The technology is so novel that Solyndra generated a huge amount of attention in 2008, when it began to divulge its designs and business plans publicly. By mid 2009, the company had announced $2 billion of sales deals with customers that were mostly in Europe. Energy Secretary Steven Chu held up Solyndra as a model of innovation when he took part in the groundbreaking ceremony of fab 2 in September 2009. California Gov. Arnold Schwarzenegger also joined the ceremony and quipped, “We are here to say, ‘Hasta la vista, global warming!’”

But Solyndra has also made a name for itself by the massive amount of money it has raised to bring its technology into commercial production. The company had raised about $970 million in private equity by October 2009, when it was planning for an initial public offering, and also snagged a $535 million loan guarantee — the DOE’s flagship — to build fab 2.

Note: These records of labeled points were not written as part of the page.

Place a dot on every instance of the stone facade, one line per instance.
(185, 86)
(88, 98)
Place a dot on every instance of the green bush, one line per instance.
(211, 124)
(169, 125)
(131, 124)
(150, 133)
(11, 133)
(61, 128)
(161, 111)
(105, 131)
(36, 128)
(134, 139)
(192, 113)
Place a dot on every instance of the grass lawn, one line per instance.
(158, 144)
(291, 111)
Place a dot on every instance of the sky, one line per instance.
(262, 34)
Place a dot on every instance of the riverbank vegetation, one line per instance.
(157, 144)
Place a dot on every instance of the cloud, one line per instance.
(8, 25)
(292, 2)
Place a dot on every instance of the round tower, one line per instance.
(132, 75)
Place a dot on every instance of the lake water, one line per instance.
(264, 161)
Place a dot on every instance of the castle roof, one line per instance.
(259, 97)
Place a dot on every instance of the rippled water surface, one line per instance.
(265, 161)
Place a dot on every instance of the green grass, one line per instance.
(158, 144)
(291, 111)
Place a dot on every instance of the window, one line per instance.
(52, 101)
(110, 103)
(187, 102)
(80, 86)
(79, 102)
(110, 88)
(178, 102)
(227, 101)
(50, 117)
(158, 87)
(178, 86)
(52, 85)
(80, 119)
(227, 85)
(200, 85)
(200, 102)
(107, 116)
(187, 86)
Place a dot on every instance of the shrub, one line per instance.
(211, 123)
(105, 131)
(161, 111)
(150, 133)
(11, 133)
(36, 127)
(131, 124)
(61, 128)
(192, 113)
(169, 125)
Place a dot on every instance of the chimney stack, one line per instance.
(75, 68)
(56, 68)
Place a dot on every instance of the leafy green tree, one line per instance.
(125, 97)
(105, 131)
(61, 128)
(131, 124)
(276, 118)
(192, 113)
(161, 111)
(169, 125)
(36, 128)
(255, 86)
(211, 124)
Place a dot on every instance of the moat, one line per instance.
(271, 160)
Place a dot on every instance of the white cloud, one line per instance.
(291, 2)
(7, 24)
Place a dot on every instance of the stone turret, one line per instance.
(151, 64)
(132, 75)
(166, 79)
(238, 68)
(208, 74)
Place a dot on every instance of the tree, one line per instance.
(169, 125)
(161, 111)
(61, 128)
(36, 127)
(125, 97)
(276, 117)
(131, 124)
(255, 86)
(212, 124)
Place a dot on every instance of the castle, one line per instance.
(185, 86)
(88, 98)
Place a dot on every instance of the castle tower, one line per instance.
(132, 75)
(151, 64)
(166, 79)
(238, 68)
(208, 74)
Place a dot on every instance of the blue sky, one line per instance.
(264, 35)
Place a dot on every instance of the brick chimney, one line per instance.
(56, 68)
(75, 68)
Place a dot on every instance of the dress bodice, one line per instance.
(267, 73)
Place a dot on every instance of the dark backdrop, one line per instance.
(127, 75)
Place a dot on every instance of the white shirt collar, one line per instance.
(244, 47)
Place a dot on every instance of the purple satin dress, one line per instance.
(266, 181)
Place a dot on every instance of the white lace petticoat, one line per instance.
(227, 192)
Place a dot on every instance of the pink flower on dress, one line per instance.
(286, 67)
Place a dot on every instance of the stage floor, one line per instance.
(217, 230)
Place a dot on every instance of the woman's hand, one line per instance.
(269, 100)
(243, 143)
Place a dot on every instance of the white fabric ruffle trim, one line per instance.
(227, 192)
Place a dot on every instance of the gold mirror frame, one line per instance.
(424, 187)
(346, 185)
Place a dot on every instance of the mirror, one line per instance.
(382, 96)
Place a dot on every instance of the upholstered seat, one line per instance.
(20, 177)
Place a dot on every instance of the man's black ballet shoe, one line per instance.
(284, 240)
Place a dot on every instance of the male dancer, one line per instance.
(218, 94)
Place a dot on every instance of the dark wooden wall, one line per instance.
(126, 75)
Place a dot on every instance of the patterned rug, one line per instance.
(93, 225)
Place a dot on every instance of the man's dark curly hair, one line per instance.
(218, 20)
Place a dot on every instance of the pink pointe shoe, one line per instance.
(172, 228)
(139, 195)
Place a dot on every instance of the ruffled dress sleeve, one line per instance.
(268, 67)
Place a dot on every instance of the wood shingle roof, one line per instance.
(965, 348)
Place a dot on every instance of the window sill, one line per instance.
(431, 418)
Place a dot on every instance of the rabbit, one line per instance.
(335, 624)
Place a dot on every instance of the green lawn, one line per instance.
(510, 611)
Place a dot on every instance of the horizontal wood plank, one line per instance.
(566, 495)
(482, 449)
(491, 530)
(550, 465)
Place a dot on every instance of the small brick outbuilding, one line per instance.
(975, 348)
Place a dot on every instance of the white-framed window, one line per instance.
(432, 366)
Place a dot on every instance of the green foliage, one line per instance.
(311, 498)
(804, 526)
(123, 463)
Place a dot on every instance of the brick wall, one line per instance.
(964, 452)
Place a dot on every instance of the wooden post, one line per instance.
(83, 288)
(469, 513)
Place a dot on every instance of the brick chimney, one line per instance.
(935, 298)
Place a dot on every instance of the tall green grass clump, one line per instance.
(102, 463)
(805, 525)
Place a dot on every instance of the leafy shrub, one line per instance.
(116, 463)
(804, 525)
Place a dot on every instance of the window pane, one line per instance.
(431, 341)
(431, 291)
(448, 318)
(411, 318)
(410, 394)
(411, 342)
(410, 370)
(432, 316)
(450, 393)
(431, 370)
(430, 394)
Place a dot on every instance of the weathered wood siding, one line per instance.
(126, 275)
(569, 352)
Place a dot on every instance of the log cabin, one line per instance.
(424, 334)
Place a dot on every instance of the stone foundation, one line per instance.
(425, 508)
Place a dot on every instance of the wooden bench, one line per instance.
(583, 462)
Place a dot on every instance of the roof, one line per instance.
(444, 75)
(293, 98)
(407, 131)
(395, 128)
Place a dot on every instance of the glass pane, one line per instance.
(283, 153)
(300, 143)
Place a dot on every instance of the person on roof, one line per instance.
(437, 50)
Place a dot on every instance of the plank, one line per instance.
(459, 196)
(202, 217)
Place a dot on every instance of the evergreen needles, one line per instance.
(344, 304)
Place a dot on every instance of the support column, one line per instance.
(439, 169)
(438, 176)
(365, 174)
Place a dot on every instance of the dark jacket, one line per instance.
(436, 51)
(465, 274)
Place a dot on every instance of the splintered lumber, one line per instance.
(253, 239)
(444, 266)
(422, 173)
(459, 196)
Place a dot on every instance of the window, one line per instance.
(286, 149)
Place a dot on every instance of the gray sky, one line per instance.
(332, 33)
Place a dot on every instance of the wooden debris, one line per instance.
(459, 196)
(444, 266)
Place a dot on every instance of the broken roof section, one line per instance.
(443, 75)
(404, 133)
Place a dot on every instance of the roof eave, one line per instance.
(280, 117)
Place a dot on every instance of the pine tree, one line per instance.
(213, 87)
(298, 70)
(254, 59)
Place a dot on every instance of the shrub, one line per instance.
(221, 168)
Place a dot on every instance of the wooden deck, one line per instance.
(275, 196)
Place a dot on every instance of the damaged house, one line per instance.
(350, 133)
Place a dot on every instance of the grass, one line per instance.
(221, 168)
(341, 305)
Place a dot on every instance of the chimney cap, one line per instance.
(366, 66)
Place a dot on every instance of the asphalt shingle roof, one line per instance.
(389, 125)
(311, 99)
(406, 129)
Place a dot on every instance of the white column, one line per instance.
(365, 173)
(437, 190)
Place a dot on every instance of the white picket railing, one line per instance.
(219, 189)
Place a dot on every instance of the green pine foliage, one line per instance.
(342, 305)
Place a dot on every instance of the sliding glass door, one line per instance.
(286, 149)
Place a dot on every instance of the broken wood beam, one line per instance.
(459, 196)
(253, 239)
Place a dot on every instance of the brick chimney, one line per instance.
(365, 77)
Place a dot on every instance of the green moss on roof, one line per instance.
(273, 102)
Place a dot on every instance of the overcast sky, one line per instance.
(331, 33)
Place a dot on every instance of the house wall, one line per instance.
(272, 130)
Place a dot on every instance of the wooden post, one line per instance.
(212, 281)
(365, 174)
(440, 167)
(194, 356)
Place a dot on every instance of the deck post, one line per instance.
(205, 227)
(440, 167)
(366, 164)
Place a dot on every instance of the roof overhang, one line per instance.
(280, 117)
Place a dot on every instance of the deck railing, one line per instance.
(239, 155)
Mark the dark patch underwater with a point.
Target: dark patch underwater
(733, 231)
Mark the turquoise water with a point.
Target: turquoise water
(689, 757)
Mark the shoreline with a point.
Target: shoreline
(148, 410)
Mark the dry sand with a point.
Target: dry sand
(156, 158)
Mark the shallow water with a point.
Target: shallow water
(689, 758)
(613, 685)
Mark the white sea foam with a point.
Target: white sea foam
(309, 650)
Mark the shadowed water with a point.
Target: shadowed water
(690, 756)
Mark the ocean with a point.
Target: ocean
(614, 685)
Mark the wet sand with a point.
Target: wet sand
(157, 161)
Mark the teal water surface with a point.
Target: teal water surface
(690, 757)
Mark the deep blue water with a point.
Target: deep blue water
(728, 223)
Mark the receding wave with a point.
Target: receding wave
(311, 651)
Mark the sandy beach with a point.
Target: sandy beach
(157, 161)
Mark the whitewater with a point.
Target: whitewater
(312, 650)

Production costs, however, are where the company started to hit a snag. In the midst of building fab 2 last year, the company cancelled its IPO plan and opted to raise $175 million in convertible promissory notes instead to tie it over until it could get fab 2 up and running. At the time, the company thought it could get an annual production rate of 300 MW by the end of 2011.

Last November, Solyndra’s new CEO, Brian Harrison, announced a plan to close the first factory and lay off about 40 employees. The company also wasn’t going to renew contracts with about 135 temporary workers. He said the plan would save the company about $60 million. Instead of reaching a total production capacity of 610 MW by 2013, as the company had envisioned, Solyndra was looking at up to 300 MW by the end of 2013.

Cutting spending through layoffs and production consolidation is a prudent move to make when times are tough. But Solyndra had built up such a high expectation for what it could deliver that making changes to its operations only raised questions about its ability to execute and survive.

Solyndra’s Make or Break Year

The spotlight on Solyndra won’t go away any time soon. The company still has to prove it’s using money from investors and taxpayers wisely and can succeed long-term. Even though it’s still working on getting fab 2 fully up and running using the federal loan guarantee, it’s already becoming a pawn in a strategy by Republicans to cut federal funding to clean energy projects.

A Republican leader in the House, Fred Upton (R-Mich.), is questioning the wisdom of giving Solyndra a loan guarantee that translated into the $535 loan from Treasury’s Federal Financing Bank. Republican lawmakers have started a budget battle with the Obama administration, which unveiled its 2012 budget proposal this week.

Meanwhile, Solyndra’s technology still gets plenty of attention at trade shows and conferences. The company’s solar panels and systems have now been installed in both the U.S. and Europe. Businesses with Solyndra systems on site include Coca Cola (s ko), Anheuser-Busch (s bud) and Frito-Lay (s pep). “I feel like a guy from Apple (s aapl) at a PC convention,” Bierman said. “We are the Apple guys showing people here are different ways to thinking about the business.”

While Solyndra has mapped out its production and cost-cutting plans, so has its many competitors. Many larger manufacturers already are making panels at between $1-$2 per watt. First Solar (s FSLR) reached 0.75 per watt last fall. Bierman maintained the company isn’t competing just on solar panel costs but the cost of the entire system. That sounds like a good proposition, but the customers that signed all those deals might no longer see it that way, given how quickly other solar panel makers are aggressively building factories and lowering their manufacturing expenses.

The company already is held up as an example of a capital-intensive company that venture capitalists no longer want to touch. It will have to meet the goals it has set for this year, and preferably exceed them, to be taken seriously.